I typically find George Will to be a pompous, boring pud – even on baseball – but as the drum beats louder for restraint on trade and the “exporting” of jobs, he offers a very important and sensible counterweight to the ominous rumblings protectionists:
- John Kerry and John Edwards, who are not speaking under oath and who know that economic illiteracy has never been a disqualification for high office, have led the scrum against the chairman of the president’s Council of Economic Advisers, N. Gregory Mankiw, who said the arguments for free trade apply to trade in services as well as manufactured goods. But the prize for the pithiest nonsense went to Hastert: “An economy suffers when jobs disappear.”
So the economy suffered when automobiles caused the disappearance of the jobs of most blacksmiths, buggy makers, operators of livery stables, etc.? The economy did not seem to be suffering in 1999, when 33 million jobs were wiped out – by an economic dynamism that created 35.7 million jobs. How many of the 4,500 U.S jobs that IBM is planning to create this year will be made possible by sending 3,000 jobs overseas?
Hastert’s ideal economy, where jobs do not disappear, existed almost everywhere for almost everyone through almost all of human history. In, say, 12th-century France, the ox behind which a man plowed a field changed, but otherwise the plowman was doing what generations of his ancestors had done and what generations of his descendants would do. Those were the good old days, before economic growth.
….When the presidential candidates were recently in South Carolina, histrionically lamenting the loss of textile jobs, they surely noticed the huge BMW presence. It is the “offshoring” of German jobs because Germany’s irrational labor laws, among other things, give America a comparative advantage. Such economic calculation explains the manufacture of Mercedeses in Alabama, Hondas in Ohio, Toyotas in California.
As long as the American jobs going offshore were blue-collar jobs, the political issue did not attain the heat it has now that white-collar job losses frighten a more articulate, assertive social class. But an old lesson applies to this new situation.
The welfare state, beginning with unemployment relief, was pioneered in part by European conservatives, Disraeli and especially Bismarck, to reconcile people to change – to the frictions and casualties of economic dynamism on which, such enlightened conservatives saw, national greatness would depend in the industrial age.

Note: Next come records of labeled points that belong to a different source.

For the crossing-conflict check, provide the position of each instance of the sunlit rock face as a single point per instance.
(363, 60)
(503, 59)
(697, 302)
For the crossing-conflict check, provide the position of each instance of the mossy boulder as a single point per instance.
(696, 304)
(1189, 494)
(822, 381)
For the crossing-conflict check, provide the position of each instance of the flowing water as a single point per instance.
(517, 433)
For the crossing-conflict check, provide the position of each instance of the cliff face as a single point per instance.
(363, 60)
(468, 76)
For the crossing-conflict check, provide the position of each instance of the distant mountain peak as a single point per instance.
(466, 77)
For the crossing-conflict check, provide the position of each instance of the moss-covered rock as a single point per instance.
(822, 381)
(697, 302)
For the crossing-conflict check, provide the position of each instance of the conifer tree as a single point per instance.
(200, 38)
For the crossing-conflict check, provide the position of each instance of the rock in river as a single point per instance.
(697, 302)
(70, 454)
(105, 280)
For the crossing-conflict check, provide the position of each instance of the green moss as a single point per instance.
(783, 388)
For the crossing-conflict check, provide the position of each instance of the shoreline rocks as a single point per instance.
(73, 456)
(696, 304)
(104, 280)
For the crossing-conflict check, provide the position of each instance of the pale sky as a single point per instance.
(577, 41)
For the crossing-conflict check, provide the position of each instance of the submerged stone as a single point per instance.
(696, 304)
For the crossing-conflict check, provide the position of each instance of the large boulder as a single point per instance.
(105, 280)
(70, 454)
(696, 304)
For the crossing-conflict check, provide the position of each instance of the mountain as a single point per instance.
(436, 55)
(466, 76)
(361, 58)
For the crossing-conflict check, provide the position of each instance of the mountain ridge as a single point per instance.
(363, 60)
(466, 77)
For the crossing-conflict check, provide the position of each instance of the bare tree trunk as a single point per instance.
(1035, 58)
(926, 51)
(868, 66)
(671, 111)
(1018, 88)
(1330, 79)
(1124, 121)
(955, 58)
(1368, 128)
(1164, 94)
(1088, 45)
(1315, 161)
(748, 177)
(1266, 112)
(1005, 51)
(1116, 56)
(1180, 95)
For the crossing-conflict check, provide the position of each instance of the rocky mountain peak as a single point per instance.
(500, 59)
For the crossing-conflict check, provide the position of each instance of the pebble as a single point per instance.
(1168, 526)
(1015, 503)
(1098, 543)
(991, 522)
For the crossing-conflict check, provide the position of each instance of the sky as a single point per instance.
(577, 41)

It is sound social policy, and simple justice, that the party who benefits from free trade – the nation as a whole – should be taxed to ameliorate the discomforts of those who pay the short-term price of progress.
That is the case for education and job training for persons needing to change their skills. Such assistance is especially imperative when the casualties of change bear no responsibility for their fate – unlike, say, U.S. steelworkers, whose overreaching in collective bargaining deepened the problems of their industry.
John Kerry says offshoring is done by “Benedict Arnold CEOs.” But if he wants to improve the health of U.S airlines, and the security of the jobs and pensions of most airline employees, should he not applaud Delta saving $25 million a year by sending some reservation services to India?
Does Kerry really want to restrain the rise of health-care costs? Does he oppose having X-rays analyzed in India at a fraction of the U.S. cost? [NY Post]
Though I do not for a second question the sincerity of those who are alarmed by the disappearance of white collar jobs, I have yet to hear anything that leads me to believe there is anything different now than at ANY other time in modern economic history, other than “this time the jobs are mine and those of my friends.”
As disconcerting as this may be, that is, as Will notes, what the welfare state was set up to deal with in the first place. On an individual level it sucks and is unfair, but economic policy absolutely MUSt look at the economy as a whole – that’s the way it is.